There are a ton of people who are not, for example, technically qualified as disabled in a way for criteria of Medicaid, but nevertheless many have medical conditions or physical limitations that make employment in a lot of jobs IMPOSSIBLE. These people are not "lazy" and it's disability discrimination to even innuendo such a thing, never mind claim people in such situations "don wanna work" because it's speculated that such people are somehow pathetic.
And yes, I've seen this asserted, in public, by a writer who is ostensibly not right wing. They claimed that "the average American worker feels most of these jobs are beneath them and/or is too lazy". Not the more likely scenario that Americans can JUST GET OTHER JOBS; which is quite obviously the more common reason. And should people who can get better paying jobs with better conditions be shamed for taking them? Seriously? I don't think anybody should be shamed for not being physically able to do that work either, because I'm not a eugenicist.
Even if the government forced anyone and everyone to take less paying and physically demanding farm jobs instead of working as grocery store clerks and doctors, there would still be labor shortages, just of the other jobs.
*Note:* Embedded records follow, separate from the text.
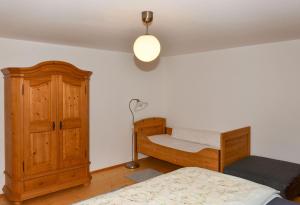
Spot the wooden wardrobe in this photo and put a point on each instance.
(46, 129)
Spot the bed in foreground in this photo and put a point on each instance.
(191, 186)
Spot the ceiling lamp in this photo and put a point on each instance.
(146, 47)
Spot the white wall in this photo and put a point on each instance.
(254, 85)
(115, 80)
(219, 90)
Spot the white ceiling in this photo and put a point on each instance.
(182, 26)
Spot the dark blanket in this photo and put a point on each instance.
(280, 175)
(280, 201)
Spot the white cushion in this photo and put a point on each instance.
(179, 144)
(211, 138)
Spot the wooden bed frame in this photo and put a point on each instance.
(235, 145)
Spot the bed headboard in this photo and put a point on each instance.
(151, 126)
(235, 145)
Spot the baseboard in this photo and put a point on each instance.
(114, 166)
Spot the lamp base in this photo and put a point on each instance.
(132, 165)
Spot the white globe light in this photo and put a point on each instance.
(146, 48)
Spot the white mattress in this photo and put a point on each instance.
(189, 186)
(179, 144)
(207, 137)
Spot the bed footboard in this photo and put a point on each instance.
(235, 145)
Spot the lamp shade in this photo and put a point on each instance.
(146, 48)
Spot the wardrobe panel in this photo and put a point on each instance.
(40, 139)
(73, 141)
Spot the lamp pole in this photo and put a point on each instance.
(133, 164)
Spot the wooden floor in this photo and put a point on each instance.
(102, 182)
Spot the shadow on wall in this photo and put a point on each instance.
(146, 66)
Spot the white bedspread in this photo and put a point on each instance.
(189, 186)
(179, 144)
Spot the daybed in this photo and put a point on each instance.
(280, 175)
(206, 149)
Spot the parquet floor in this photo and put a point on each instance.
(102, 182)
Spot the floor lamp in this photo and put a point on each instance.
(135, 105)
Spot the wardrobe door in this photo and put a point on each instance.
(73, 121)
(40, 137)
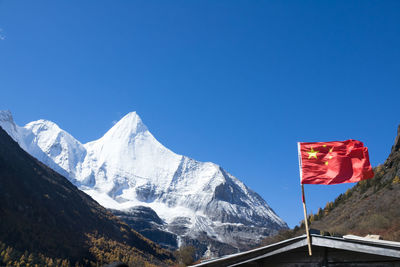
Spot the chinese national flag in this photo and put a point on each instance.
(334, 162)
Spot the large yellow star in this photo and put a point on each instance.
(312, 154)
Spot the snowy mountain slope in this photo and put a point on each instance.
(128, 167)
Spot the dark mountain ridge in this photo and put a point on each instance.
(42, 212)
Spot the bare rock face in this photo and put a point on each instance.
(396, 145)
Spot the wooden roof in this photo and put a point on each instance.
(326, 249)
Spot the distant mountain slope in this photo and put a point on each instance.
(128, 167)
(43, 213)
(370, 207)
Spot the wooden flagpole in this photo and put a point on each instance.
(304, 204)
(306, 221)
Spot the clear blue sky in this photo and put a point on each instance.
(237, 83)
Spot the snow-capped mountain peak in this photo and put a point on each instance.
(128, 127)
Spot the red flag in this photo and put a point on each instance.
(334, 162)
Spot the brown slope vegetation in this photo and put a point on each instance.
(370, 207)
(43, 214)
We already have a doctor shortage, the idea that licensed doctors would be sent out to pick tomatoes is not about doctors being elitist and uppity, though many are; it's about us really needing doctors – even more so if we have health insured Americans barely physically capable being injured from working on the farms!
This whole discussion about undocumented workers is truly preposterous, but also very sinister and reveals all the disturbing eugenics and Calvinistic judgement, sometimes subtle, that's involved in people's attitudes about this stuff because of decades of skewed and distorted Christian right-wing propaganda.
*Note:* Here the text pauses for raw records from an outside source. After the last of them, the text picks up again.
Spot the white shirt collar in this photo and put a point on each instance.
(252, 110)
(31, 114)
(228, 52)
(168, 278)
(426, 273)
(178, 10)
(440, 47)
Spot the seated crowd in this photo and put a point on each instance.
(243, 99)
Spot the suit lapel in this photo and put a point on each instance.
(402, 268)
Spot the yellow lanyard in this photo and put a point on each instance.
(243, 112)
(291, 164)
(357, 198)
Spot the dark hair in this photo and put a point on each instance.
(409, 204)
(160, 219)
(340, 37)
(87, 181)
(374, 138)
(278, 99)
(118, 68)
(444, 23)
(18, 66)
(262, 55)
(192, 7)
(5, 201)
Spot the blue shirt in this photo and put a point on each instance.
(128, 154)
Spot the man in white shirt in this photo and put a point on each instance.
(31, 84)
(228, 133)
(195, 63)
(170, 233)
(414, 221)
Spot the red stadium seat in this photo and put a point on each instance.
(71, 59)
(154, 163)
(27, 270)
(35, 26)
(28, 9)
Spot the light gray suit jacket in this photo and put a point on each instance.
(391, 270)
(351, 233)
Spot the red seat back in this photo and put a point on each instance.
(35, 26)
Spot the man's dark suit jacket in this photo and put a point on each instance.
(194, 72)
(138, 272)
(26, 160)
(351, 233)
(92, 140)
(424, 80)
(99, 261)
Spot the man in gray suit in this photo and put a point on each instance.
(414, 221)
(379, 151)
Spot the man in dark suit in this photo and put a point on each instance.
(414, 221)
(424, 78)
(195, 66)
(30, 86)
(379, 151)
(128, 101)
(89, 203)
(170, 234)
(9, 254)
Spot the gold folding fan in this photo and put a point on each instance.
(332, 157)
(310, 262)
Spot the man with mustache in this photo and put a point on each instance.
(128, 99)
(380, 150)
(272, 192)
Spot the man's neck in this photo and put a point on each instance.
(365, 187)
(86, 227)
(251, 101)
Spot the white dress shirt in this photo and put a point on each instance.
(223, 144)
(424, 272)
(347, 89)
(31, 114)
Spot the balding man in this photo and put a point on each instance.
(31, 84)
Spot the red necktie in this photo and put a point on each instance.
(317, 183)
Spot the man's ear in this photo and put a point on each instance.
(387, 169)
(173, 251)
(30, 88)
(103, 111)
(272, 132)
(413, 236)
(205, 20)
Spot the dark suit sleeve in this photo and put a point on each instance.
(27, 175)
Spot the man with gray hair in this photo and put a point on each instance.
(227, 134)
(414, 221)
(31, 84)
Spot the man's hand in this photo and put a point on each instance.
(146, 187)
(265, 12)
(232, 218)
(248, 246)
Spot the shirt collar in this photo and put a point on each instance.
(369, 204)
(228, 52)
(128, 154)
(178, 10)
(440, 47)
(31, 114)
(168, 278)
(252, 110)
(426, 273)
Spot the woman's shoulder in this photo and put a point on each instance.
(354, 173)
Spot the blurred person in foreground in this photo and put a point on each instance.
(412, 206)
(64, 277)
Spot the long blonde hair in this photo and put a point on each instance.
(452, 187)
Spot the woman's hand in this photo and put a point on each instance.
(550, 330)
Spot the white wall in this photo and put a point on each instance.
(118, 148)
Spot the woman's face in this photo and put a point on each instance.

And I have read that decades ago, apparently it was common for migrant farm workers to actually be migrants, and cross back and forth over the Mexico border. But then things got more and more hostile toward Mexicans who then found it easier to just stay in the US for the work they desperately needed, but didn't find it financially easy to get the right documents. Because again, farm work doesn't pay a whole lot. Toughening the requirements and making it harder to be legally documented, and doing harder harsher control at the border sounds like the wrong direction if you want to fill those low paying farm jobs that people can do only at a certain point in their life if they don't have physical limitations.
And of course instead nobody is suggesting that food prices should rise, so that they can offer better pay, so that attracts documented immigrants and Americans to these jobs. And that wouldn't even make sense probably because I don't think there are even enough people who are in a position or time in their life to take these jobs even if they pay a lot more. But instead of considering anything like that, Trump is apparently suggesting some bastardized wink and nod exploitation arrangement in lieu of work visas for the indentured servitude of undocumented immigrants who would be under the control of "the owners", as if their current bad labor bargaining position wasn't already bad enough.
Sure seems like MAGA has been had because Republicans have no idea how to govern an actual functional society.